Previous research has linked higher calcium intake with a lowered risk of high blood pressure, obesity, and type 2 diabetes, all of which are risk factors for heart disease and stroke.
And calcium supplements are commonly recommended to elderly people and women who have gone through the menopause to prevent bone thinning.
The authors base their findings on almost 24,000 participants of one of the German arms of the European Prospective Investigation into Cancer and Nutrition (EPIC) study in Heidelberg.
All the participants were aged between 35 and 64 when they joined the study in 1994-8.
Normal diet for the preceding 12 months was assessed using food frequency questionnaires and they were quizzed about whether they regularly took vitamin or mineral supplements.
Their health was tracked for an average of 11 years, during which time 354 heart attacks, 260 strokes, and 267 associated deaths occurred.
After taking account of factors likely to influence the results, those whose diets included a moderate amount (820 mg daily) of calcium from all sources, including supplements, had a 31% lower risk of having a heart attack than those in the bottom 25% of calcium intake.
But those with an intake of more than 1100 mg daily did not have a significantly lower risk. There was no evidence that any level of calcium intake either protected against or increased the risk of stroke, which backs up the findings of other research, say the authors.

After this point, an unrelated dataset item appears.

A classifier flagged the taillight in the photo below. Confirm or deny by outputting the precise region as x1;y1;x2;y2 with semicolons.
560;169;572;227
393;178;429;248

But when the analysis looked at vitamin/mineral supplements, it found that those who took calcium supplements regularly were 86% more likely to have a heart attack than those who didn't use any supplements.
And this risk increased further among those who used only calcium supplements. They were more than twice as likely to have a heart attack as those who didn't take any supplements.
The authors conclude: "This study suggests that increasing calcium intake from diet might not confer significant cardiovascular benefits, while calcium supplements, which might raise [heart attack] risk, should be taken with caution."
In an accompanying editorial, Professors Ian Reid and Mark Bolland from the Faculty of Medical and Health Science at the University of Auckland in New Zealand, say that the safety of calcium supplements "is now coming under increasing scrutiny."
They point to previous research, showing a link between these supplements and kidney stones, and gut and abdominal symptoms, and note that while trial evidence suggests that calcium supplements cut levels of cardiovascular risk factors, this doesn't actually translate into fewer heart attacks and strokes.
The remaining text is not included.